Tuesday 12 February 2013

Liverpool stutter yet again...

Liverpool stutter yet again...

The game against West Bromwich Albion last night was a chance for Liverpool to continue on from all the positives taken from the two recent and impressive away games at Arsenal and Man City. So much was said about how Liverpool had performed maturely and in a disciplined manner at two of the toughest away grounds in the Premier League. Disappointingly, they failed to capitalise on what was a great opportunity to close the gap on Everton to 3 points and give Tottenham a worried look over their shoulder as we move into the last few months of the league.

I’d go as far to say that the chase for fourth is now over and a struggle for sixth is now on the cards. As hard as that is to accept, when games like this aren’t finished off, that is the underlining fact.

The momentum for Liverpool going into this game was brilliant. A feel good factor has been up and down around Anfield this season with our inconsistent results but it was growing again due to the week previous.

The game itself was dominated by Liverpool, but all credit must go to West Brom for their smash and grab performance which their pocketful of fans based in the Lower Anfield end delightfully took back to the midlands with those hardened Brummy smiles.
Mulumbu and Yacob for me were the pick of the bunch. They guarded the defence with great composure and used the ball well when they won it back, with the possession game of Liverpool not being as successful of late thanks to those two as well as third middle man, James Morrison.

Brendan Rodgers said after the game of the ‘setback’ this has caused and how the ‘effort was terrific, but the ball never fell for us’. I’m not one to look to criticise the major specificities on a regular basis but when that ball fell for Borini, you hit that with you left, not kick it away from goal with your right.

The chances came, there’s no doubting that and many raised the issue of Sturridge being injured as a reason for Liverpool not taking the points. Correct me if I’m wrong but prior to this 26th game of the season Liverpool were playing, we had played another 25 right? Sturridge’s impact has been fantastic and the new system with him up top and Suarez behind in the free role is beginning to have an impact but when one player gets injured that doesn’t mean we can’t play the other systems that have gotten the reds within touching distance of the Champions League places.

This wasn’t a result because one player was missing, this was the score line it was because the players who are expected to deliver the quality expected for a game like this, did not do that. Jonjo Shelvey has found himself out of the frame since a couple of disappointing performances over the Christmas period and he had his chance last night. He almost looked like he wasn’t sure where he was playing and his touch seemed a little jaded in the early stages which set the tone for the rest of his night.

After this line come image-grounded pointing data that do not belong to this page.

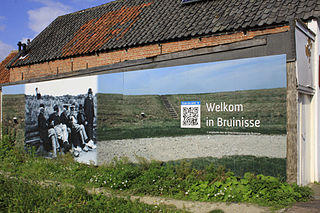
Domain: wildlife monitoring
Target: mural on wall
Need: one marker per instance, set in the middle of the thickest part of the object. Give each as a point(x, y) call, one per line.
point(60, 116)
point(224, 112)
point(230, 113)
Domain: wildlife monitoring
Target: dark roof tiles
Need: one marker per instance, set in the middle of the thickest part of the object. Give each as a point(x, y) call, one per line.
point(128, 23)
point(4, 72)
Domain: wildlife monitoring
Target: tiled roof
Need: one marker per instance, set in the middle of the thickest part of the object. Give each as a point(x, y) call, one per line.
point(4, 72)
point(128, 23)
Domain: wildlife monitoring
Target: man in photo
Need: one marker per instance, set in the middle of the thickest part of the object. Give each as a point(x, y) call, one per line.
point(47, 134)
point(60, 129)
point(89, 115)
point(80, 138)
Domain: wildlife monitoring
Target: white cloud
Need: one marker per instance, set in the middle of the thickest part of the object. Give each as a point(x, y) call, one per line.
point(40, 18)
point(2, 26)
point(70, 86)
point(5, 49)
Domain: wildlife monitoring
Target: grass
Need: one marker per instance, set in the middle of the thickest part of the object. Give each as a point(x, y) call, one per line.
point(179, 180)
point(119, 115)
point(22, 196)
point(241, 164)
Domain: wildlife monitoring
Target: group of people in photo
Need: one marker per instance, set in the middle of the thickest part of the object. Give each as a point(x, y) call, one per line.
point(70, 130)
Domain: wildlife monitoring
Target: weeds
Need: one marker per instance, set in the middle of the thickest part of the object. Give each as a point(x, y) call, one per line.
point(180, 180)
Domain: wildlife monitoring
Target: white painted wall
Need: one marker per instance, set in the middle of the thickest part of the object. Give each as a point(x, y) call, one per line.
point(306, 79)
point(314, 26)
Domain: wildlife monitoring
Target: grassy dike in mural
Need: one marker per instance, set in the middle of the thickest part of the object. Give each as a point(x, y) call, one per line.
point(119, 116)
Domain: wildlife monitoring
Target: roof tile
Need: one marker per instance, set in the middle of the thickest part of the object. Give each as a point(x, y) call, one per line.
point(128, 23)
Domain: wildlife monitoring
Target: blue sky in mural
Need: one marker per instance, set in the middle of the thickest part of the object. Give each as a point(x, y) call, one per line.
point(15, 89)
point(245, 74)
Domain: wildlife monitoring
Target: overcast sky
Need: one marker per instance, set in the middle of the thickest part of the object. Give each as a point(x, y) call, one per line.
point(23, 19)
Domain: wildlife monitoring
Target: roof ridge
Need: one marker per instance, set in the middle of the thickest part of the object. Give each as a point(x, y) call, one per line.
point(91, 8)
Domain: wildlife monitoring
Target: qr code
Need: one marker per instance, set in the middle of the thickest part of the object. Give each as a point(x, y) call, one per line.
point(190, 114)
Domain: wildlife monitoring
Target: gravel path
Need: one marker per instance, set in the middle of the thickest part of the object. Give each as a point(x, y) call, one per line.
point(174, 148)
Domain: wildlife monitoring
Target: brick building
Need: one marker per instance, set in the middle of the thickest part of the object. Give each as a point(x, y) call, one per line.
point(128, 35)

Furthermore, Johnson and Enrique produced their most disappointing showing all season. The flowing pass and move sequences they have created down their sides of the field, particularly Johnson, seemed to stutter last night. This was partly due to West Brom’s resolute defending but with Enrique’s strength and speed as well as Johnson’s persistence in going forward, I would have expected more from them last night.

Without Sturridge, Liverpool were previously successful at winning at home, with wins against Fulham and Sunderland respectively in the past few weeks. You’d go as far to argue that at the time Sunderland arrived at Anfield they were on the up, and after a tough Christmas. They’d beaten Man City at home, came out of a tricky test away at Southampton with a 1-0 victory thanks in part to in form Steven Fletcher and been narrowly beaten by a top quality Tottenham display at the Stadium of Light.

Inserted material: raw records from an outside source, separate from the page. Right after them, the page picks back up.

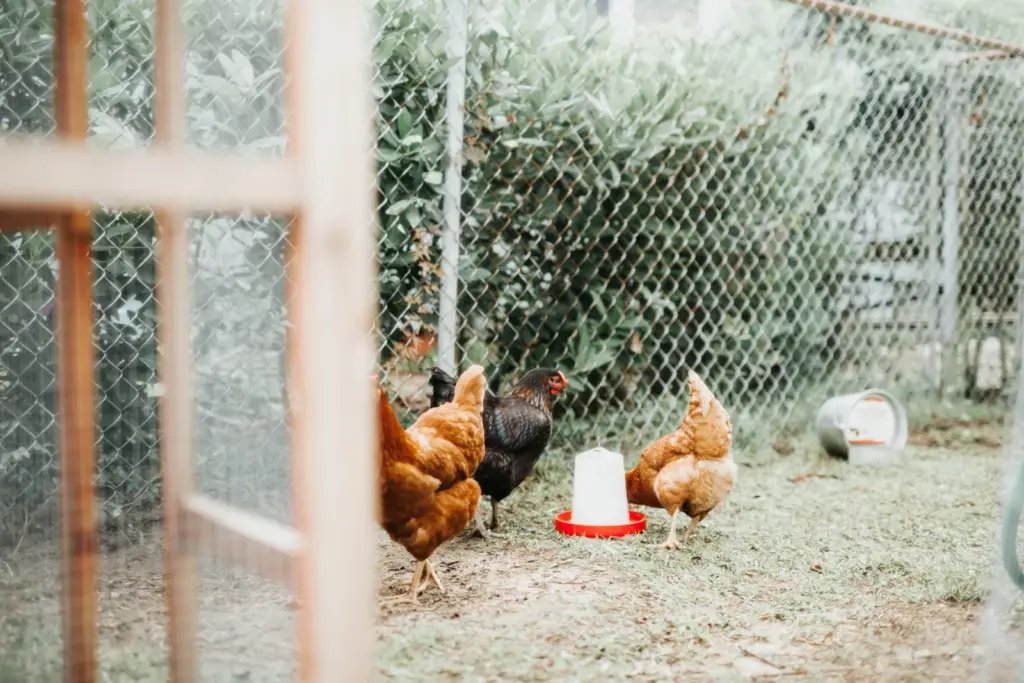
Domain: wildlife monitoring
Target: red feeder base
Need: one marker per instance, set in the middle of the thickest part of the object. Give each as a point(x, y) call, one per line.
point(636, 524)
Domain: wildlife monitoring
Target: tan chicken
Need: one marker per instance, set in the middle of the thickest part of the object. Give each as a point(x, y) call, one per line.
point(428, 494)
point(691, 469)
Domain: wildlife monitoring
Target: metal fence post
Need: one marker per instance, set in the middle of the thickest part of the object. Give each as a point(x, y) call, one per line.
point(933, 237)
point(448, 328)
point(950, 224)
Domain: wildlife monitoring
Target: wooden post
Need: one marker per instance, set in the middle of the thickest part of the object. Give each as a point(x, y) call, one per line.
point(330, 352)
point(175, 367)
point(75, 373)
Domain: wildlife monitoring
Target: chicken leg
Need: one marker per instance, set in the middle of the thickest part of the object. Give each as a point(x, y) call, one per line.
point(494, 514)
point(432, 575)
point(481, 527)
point(413, 595)
point(693, 524)
point(672, 543)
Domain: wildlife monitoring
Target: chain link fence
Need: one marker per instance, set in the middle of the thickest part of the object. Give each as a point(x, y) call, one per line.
point(795, 205)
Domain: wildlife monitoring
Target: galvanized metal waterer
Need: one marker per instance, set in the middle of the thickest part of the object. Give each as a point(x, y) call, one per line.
point(871, 419)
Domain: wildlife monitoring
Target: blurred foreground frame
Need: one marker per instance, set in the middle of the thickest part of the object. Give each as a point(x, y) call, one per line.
point(326, 183)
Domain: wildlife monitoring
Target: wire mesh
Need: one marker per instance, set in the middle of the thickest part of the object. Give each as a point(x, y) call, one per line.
point(795, 204)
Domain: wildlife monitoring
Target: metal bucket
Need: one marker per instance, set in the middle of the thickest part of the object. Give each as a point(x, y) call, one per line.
point(869, 426)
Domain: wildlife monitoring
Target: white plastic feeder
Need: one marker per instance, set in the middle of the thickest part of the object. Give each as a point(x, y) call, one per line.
point(599, 488)
point(599, 505)
point(868, 427)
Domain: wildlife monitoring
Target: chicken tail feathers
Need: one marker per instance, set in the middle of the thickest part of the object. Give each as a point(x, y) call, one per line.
point(394, 442)
point(470, 388)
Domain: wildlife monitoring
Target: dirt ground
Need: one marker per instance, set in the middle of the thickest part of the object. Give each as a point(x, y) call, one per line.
point(813, 570)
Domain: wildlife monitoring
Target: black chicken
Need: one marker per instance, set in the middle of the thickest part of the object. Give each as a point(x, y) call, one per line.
point(517, 429)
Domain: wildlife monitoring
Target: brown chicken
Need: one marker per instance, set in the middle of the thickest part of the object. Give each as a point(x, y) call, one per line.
point(428, 494)
point(691, 469)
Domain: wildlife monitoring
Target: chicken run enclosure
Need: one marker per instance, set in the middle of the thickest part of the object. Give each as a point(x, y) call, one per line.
point(797, 199)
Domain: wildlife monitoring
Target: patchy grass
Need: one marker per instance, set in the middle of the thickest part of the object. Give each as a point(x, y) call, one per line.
point(812, 570)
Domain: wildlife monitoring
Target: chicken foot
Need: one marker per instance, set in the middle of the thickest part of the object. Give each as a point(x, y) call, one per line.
point(424, 572)
point(672, 543)
point(481, 526)
point(413, 595)
point(693, 524)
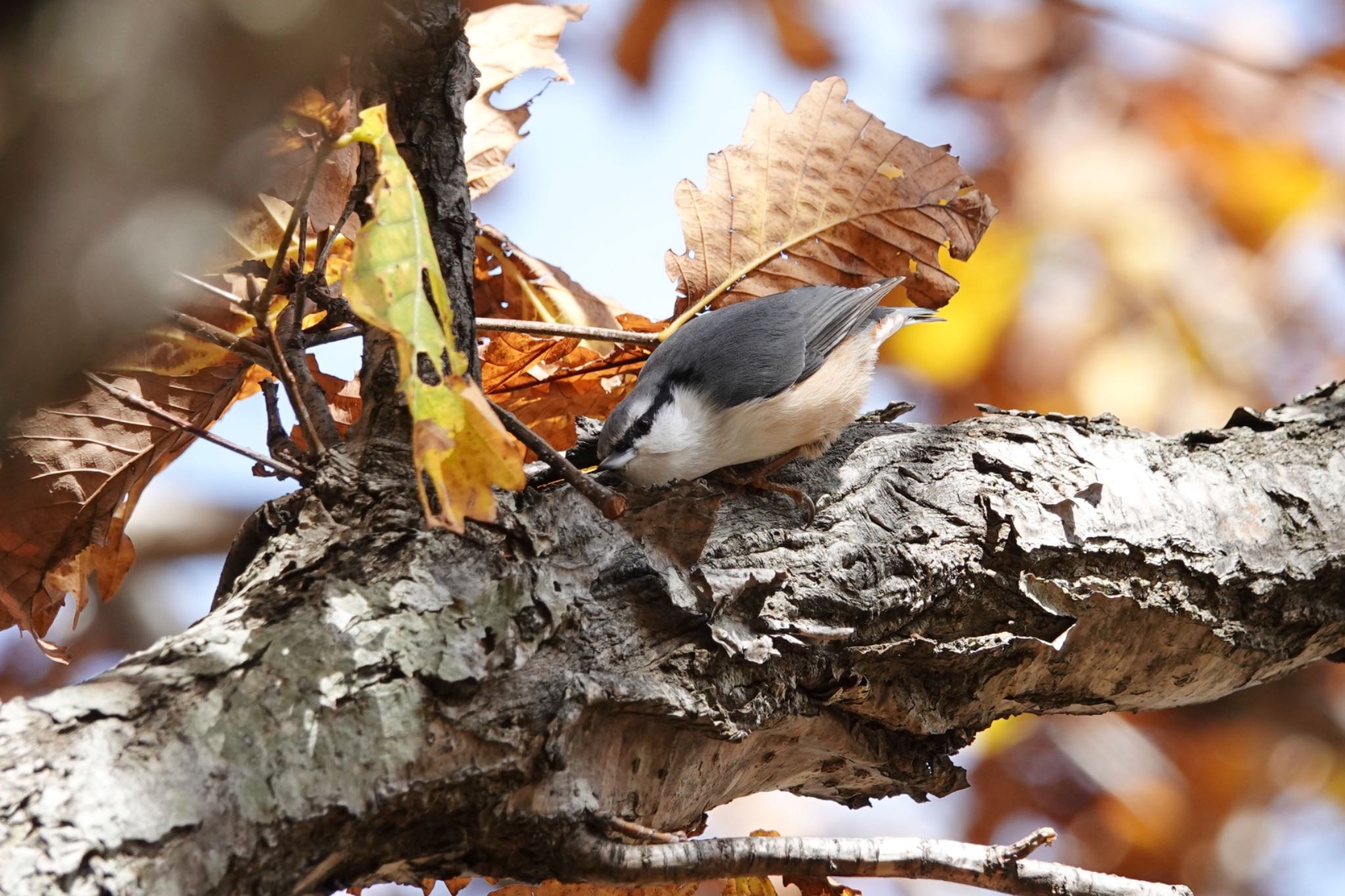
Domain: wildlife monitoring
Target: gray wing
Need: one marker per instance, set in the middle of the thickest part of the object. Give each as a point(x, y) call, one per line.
point(761, 349)
point(839, 310)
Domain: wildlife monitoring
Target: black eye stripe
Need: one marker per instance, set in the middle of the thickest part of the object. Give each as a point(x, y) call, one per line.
point(640, 427)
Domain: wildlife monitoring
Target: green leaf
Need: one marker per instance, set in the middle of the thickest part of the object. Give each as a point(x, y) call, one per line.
point(460, 448)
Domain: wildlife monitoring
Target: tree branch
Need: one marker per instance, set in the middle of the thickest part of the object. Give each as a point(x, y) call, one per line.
point(422, 704)
point(997, 868)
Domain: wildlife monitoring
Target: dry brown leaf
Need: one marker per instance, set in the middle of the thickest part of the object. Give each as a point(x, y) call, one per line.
point(825, 195)
point(513, 284)
point(343, 400)
point(72, 475)
point(342, 395)
point(634, 51)
point(556, 888)
point(506, 42)
point(798, 34)
point(294, 150)
point(548, 382)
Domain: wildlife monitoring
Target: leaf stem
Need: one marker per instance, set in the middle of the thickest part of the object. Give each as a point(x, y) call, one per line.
point(240, 345)
point(150, 408)
point(604, 499)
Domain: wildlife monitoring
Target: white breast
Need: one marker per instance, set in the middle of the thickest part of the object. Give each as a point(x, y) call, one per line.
point(689, 438)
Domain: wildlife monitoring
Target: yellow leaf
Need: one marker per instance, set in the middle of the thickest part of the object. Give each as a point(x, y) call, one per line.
point(459, 446)
point(954, 354)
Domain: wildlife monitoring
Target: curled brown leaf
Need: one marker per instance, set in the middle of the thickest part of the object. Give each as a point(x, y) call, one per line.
point(506, 42)
point(825, 194)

West Brom’s visit to Anfield came with their current record standing at six games without a win, five of which they has lost. They walked onto a pitch which so often in games like this has a hill, rolling steeply down towards the Kop end (metaphorically, not literally), and no matter how many teams played with 10 or 11 men behind the ball, Liverpool would always find a way through. Last night that hill made an appearance but for some reason the ball rolled the other way into Pepe Reina’s net and the red men were left to stand to rue the copious amounts of chances they potentially could have put away but never.

At the moment it feels like 2 steps forward and 2 steps back, jiggling in between that mediocre 8th and 9th position nobody wants to be in. Games like last night were once the reason Rafa Benitez’s 2008/09 Liverpool team lost the Premier League that season. They feel just as disappointing, if not more disappointing than results against Chelsea, Arsenal or Tottenham and often leave our heads scratching more.


It’s a tough result to take, particularly because it’s the result that almost certainly rules us out of challenging for the coveted 4th spot and it also leaves us questioning future games at home against teams like West Brom, games were a win should be the outcome.

Swansea are up next, a team arguably better than the Albion and with one of the in form strikers of the Premier League in Michu . Let’s hope Brendan Rodgers can do to his old team what Steve Clarke did to his old team last night. I’d take that smash and grab right about now, wouldn’t you?